The Molesworth is delighted to present ‘Cave paintings’, Shane Berkery's second solo exhibition at the gallery. 

The exhibition title was inspired by a casual remark from a friend of the artist who compared his practice to ‘cave painting’, so archaic does the process of painting seem in the digital age - to be still smudging colours on a canvas when the average person is assailed by a churn of images as fleeting as they are relentless. Reflecting on the comment, Berkery was struck by how remarkable it is that we can still see a hominid’s paintings 40,000 years after they were created, how the most analogue of human expression can endure, offering a glimpse into pre-history. Berkery felt an affinity with his cave painting antecedents, in the timelessness and the solitude of the painting process. 
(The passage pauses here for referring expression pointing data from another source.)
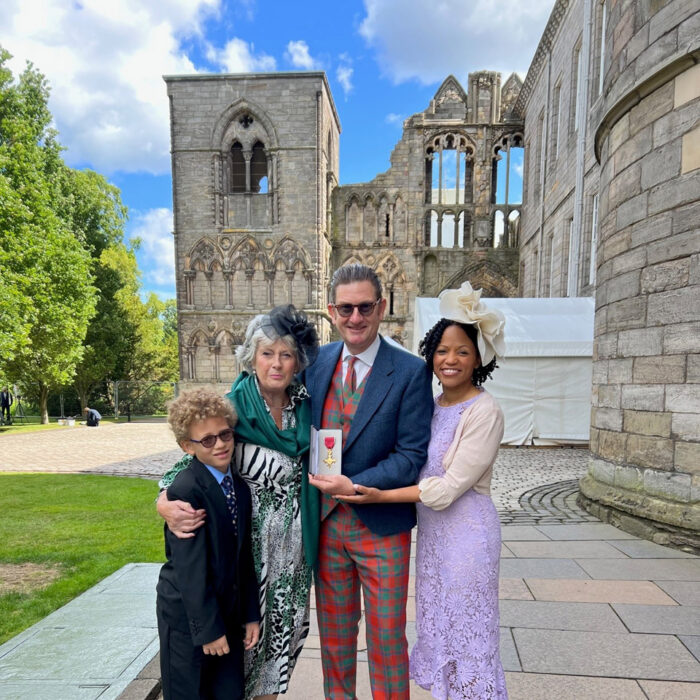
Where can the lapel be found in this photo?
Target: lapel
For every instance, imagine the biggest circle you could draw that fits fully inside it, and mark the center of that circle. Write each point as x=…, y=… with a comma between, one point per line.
x=321, y=381
x=376, y=388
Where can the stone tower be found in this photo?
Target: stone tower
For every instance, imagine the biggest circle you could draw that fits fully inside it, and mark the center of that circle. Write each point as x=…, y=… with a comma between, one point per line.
x=254, y=159
x=430, y=221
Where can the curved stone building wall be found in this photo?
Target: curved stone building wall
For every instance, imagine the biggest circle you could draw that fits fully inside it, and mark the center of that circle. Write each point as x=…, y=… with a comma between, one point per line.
x=644, y=474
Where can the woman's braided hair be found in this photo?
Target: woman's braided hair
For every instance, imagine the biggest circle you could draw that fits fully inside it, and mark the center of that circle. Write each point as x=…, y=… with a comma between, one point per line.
x=432, y=339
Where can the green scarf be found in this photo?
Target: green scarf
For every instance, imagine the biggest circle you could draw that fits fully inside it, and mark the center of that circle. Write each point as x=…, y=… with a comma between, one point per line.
x=257, y=427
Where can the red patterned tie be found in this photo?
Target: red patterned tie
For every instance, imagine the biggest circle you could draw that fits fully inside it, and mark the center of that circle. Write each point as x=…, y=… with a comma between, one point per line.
x=350, y=378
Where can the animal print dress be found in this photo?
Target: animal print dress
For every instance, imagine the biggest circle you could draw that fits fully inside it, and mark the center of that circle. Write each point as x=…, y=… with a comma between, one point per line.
x=285, y=578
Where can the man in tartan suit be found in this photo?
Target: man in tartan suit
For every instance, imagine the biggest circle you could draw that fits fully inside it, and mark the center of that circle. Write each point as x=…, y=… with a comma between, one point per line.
x=382, y=401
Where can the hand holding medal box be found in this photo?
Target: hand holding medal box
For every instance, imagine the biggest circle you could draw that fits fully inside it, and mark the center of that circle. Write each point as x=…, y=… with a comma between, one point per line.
x=326, y=452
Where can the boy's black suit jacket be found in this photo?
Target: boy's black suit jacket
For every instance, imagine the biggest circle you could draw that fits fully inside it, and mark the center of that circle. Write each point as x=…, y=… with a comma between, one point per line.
x=208, y=585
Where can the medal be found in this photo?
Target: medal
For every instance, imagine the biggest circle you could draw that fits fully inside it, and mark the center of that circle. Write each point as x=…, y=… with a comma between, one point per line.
x=330, y=444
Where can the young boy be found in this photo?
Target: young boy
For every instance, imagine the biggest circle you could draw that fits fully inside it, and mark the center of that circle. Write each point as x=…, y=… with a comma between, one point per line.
x=207, y=589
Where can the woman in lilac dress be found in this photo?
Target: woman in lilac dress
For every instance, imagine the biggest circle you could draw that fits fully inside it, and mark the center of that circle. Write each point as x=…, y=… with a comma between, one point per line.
x=456, y=654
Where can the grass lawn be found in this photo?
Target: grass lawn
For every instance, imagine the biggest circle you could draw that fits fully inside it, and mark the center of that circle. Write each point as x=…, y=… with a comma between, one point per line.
x=86, y=526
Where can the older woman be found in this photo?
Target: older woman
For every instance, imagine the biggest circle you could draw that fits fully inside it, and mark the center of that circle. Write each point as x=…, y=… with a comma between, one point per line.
x=272, y=442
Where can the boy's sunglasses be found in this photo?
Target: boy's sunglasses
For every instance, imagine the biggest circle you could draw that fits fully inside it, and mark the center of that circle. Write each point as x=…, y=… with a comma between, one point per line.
x=365, y=308
x=210, y=440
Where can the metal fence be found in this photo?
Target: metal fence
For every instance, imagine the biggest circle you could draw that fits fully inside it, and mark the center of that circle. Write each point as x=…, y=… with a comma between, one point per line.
x=125, y=400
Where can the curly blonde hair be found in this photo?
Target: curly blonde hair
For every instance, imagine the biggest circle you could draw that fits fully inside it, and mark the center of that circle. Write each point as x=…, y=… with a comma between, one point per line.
x=195, y=405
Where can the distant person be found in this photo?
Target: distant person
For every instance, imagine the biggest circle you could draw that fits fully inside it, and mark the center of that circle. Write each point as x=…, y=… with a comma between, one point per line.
x=207, y=604
x=92, y=417
x=6, y=400
x=456, y=654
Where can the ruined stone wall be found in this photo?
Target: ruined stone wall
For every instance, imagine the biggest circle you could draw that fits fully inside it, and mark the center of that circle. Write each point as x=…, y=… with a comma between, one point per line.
x=552, y=216
x=382, y=223
x=238, y=253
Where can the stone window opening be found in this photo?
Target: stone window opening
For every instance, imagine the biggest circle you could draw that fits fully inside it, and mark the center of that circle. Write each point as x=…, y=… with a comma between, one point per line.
x=249, y=169
x=507, y=190
x=449, y=170
x=238, y=168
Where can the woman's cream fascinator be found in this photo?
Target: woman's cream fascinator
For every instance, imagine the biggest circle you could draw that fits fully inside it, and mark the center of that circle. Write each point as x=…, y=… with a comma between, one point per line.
x=465, y=305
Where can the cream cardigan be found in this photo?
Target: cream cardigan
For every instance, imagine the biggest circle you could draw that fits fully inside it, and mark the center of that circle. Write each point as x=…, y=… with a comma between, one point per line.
x=468, y=462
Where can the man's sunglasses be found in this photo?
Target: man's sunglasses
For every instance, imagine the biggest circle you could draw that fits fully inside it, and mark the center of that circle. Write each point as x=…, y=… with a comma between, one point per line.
x=365, y=308
x=210, y=440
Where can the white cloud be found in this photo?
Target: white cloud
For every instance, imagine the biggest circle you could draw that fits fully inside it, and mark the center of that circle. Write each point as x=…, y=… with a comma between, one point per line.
x=428, y=41
x=104, y=62
x=298, y=55
x=238, y=56
x=343, y=73
x=157, y=251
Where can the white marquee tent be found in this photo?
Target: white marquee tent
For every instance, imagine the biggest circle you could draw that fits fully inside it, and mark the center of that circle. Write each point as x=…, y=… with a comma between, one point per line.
x=544, y=381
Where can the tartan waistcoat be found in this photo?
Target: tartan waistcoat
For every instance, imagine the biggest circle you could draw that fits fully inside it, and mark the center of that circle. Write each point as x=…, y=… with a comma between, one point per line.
x=338, y=411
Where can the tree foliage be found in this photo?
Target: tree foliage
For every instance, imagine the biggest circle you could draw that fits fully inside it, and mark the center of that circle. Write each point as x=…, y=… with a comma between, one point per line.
x=70, y=298
x=41, y=258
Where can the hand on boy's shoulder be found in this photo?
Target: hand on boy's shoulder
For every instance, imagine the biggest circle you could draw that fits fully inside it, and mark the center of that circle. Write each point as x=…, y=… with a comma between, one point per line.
x=218, y=647
x=252, y=635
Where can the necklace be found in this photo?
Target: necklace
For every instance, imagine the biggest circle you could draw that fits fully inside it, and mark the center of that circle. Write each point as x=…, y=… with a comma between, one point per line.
x=447, y=403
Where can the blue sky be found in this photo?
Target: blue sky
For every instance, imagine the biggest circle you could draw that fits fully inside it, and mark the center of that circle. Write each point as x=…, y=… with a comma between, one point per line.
x=384, y=60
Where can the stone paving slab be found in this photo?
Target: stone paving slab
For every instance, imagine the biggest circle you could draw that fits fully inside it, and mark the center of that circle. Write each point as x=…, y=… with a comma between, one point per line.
x=98, y=640
x=642, y=569
x=512, y=533
x=692, y=643
x=570, y=549
x=513, y=589
x=652, y=656
x=538, y=614
x=584, y=531
x=668, y=690
x=537, y=686
x=660, y=619
x=508, y=652
x=587, y=591
x=684, y=592
x=543, y=568
x=643, y=549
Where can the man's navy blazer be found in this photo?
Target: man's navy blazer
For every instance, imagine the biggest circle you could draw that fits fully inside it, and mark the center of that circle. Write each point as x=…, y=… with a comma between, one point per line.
x=388, y=439
x=208, y=583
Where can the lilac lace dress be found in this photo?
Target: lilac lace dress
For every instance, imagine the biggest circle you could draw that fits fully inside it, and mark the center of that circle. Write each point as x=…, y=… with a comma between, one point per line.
x=458, y=549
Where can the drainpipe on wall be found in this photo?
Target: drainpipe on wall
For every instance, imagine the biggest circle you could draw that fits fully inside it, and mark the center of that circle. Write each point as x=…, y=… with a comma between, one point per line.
x=582, y=88
x=544, y=156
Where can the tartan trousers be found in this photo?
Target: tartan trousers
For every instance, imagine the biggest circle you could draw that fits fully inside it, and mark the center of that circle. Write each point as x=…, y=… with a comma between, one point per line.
x=350, y=556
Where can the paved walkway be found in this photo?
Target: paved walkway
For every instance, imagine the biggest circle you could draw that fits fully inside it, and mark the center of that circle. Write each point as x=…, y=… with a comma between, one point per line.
x=587, y=611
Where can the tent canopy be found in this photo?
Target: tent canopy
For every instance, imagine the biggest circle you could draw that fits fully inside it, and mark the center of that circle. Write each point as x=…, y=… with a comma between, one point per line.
x=543, y=384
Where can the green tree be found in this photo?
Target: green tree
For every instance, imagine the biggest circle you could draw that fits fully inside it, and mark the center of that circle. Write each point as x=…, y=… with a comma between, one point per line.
x=41, y=260
x=97, y=217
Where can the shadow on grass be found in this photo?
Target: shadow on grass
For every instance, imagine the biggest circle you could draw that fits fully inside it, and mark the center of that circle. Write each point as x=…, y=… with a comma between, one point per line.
x=87, y=526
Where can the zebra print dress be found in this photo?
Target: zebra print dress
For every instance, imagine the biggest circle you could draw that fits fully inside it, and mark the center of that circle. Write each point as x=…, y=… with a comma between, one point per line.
x=285, y=578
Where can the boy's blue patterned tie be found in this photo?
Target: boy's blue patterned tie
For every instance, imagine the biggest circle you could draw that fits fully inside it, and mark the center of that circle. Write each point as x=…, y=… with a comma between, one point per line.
x=230, y=494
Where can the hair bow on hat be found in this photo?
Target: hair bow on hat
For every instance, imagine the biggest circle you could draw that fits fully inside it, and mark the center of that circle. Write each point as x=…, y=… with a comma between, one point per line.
x=465, y=305
x=287, y=320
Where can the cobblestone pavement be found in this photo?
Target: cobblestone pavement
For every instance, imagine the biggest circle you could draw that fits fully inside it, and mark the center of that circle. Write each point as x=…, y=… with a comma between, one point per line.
x=531, y=485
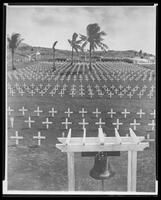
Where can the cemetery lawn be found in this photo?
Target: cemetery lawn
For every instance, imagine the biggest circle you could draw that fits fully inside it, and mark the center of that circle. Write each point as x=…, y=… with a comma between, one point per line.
x=33, y=167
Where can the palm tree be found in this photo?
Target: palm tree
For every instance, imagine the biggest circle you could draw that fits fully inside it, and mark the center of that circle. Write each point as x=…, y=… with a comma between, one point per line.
x=94, y=38
x=54, y=54
x=75, y=44
x=13, y=43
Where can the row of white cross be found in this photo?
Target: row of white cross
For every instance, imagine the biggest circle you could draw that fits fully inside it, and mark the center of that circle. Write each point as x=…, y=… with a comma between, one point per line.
x=125, y=112
x=81, y=89
x=102, y=71
x=84, y=123
x=39, y=137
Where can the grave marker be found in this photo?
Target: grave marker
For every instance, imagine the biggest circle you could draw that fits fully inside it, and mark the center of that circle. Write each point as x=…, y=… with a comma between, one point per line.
x=52, y=111
x=134, y=124
x=38, y=111
x=117, y=123
x=17, y=137
x=66, y=123
x=29, y=121
x=39, y=138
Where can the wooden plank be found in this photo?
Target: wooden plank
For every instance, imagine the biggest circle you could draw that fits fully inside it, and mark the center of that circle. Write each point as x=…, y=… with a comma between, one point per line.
x=109, y=147
x=129, y=178
x=132, y=171
x=134, y=137
x=96, y=140
x=71, y=171
x=84, y=136
x=119, y=141
x=101, y=136
x=68, y=137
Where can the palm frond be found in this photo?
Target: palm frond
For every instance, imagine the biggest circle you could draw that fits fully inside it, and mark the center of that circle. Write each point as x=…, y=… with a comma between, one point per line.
x=19, y=41
x=83, y=37
x=84, y=44
x=74, y=37
x=70, y=42
x=55, y=44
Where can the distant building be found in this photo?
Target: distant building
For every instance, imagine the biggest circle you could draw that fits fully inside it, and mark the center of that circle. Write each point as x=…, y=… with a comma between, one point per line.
x=138, y=60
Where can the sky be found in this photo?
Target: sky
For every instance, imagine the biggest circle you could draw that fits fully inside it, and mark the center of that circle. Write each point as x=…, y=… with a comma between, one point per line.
x=126, y=28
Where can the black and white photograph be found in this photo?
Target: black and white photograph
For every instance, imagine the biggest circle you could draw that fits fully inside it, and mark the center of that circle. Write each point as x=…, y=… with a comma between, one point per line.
x=80, y=99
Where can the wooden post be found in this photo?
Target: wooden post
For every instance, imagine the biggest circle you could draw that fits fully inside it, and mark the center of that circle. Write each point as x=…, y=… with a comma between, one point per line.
x=71, y=171
x=132, y=168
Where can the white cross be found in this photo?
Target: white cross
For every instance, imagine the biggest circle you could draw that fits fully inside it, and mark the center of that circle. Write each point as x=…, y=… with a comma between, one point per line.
x=150, y=95
x=120, y=87
x=82, y=112
x=16, y=137
x=140, y=113
x=41, y=92
x=134, y=124
x=23, y=110
x=152, y=124
x=116, y=90
x=81, y=93
x=32, y=92
x=117, y=124
x=52, y=92
x=130, y=95
x=128, y=87
x=124, y=90
x=140, y=94
x=96, y=112
x=66, y=123
x=21, y=92
x=111, y=113
x=52, y=111
x=40, y=85
x=29, y=121
x=12, y=92
x=61, y=93
x=68, y=112
x=120, y=94
x=125, y=112
x=112, y=87
x=91, y=94
x=152, y=88
x=39, y=137
x=10, y=110
x=11, y=120
x=83, y=123
x=100, y=123
x=47, y=122
x=38, y=111
x=32, y=85
x=110, y=94
x=153, y=113
x=72, y=93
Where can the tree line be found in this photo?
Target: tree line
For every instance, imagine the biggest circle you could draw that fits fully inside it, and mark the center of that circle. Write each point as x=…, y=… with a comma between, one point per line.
x=93, y=37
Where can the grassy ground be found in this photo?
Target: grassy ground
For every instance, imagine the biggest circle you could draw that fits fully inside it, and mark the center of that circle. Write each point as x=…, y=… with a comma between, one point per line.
x=33, y=167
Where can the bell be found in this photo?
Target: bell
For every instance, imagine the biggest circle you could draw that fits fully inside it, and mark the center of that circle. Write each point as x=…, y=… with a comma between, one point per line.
x=102, y=168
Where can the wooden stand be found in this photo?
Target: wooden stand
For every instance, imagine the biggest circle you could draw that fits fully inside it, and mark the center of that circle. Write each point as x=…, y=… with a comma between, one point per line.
x=131, y=143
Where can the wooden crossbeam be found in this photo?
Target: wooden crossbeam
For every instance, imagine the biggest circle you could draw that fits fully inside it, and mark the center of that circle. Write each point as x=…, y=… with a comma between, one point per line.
x=106, y=147
x=67, y=141
x=134, y=137
x=96, y=140
x=101, y=136
x=84, y=136
x=118, y=136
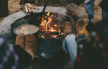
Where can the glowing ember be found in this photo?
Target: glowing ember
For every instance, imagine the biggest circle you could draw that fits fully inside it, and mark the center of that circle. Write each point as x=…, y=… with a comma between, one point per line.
x=48, y=13
x=42, y=36
x=48, y=27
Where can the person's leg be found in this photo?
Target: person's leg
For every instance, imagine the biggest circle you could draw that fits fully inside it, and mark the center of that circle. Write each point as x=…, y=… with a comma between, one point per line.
x=25, y=47
x=70, y=46
x=89, y=6
x=104, y=14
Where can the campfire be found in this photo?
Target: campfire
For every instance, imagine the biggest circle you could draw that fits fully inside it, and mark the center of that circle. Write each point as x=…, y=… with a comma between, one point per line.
x=50, y=29
x=50, y=34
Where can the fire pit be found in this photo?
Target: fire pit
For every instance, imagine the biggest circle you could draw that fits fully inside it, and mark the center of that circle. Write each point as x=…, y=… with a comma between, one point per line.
x=49, y=32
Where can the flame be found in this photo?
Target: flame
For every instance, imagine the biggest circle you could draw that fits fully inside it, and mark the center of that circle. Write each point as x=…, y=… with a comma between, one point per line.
x=54, y=36
x=48, y=13
x=55, y=25
x=42, y=36
x=46, y=25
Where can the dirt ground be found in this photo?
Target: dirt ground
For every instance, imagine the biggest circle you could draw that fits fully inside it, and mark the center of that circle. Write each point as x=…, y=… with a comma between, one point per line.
x=13, y=6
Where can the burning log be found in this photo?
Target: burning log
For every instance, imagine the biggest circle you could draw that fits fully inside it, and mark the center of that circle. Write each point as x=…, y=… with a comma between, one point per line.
x=79, y=16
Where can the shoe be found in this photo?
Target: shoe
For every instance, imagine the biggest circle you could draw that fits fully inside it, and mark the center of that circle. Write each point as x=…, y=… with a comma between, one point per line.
x=20, y=40
x=67, y=29
x=30, y=45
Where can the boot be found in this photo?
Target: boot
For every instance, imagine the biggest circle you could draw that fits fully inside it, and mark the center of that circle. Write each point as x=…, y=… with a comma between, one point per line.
x=20, y=40
x=67, y=28
x=30, y=45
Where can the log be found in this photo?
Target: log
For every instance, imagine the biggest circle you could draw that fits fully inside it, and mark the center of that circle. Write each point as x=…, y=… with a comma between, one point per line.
x=3, y=8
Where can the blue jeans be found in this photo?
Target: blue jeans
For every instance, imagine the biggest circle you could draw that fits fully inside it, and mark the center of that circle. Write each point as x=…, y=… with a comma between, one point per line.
x=89, y=6
x=70, y=46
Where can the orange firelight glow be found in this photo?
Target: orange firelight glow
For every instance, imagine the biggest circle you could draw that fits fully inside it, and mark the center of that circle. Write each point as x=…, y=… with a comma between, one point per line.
x=46, y=25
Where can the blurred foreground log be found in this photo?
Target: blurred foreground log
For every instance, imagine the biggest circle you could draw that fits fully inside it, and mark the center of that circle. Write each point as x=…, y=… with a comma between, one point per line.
x=3, y=8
The lockdown that has delayed the launch of the exhibition, originally scheduled for April 2020, only served to re-affirm this connection. Like the artist, we have all retreated to the shelter and protection of our ‘caves’ to slow the spread of the corona virus, and only now are emerging into a changed society. One thing is assured, however: painting, among the most primal modes of human expression, will endure.

The artist explores similar themes to his previous exhibition at the gallery, distilling an array of imagery into his work, ranging from an archive of family photographs, documenting his Japanese-Irish heritage, to the stream of posts assailing him via social media feeds. Visual references are sampled, spliced and refracted through the prism of his very distinctive palette of Vandyke brown, white, ultramarine, cadmium yellow and permanent rose.

A first-class honours graduate of NCAD, Berkery was awarded the Hennessy Craig Scholarship and Whyte’s Award at the RHA Annual Exhibition in 2016, and the NUI Art and Design Award in 2015. He has also been selected twice for the Zurich Portrait Prize Exhibition (formerly the Hennessy Portrait Prize) at the National Gallery of Ireland.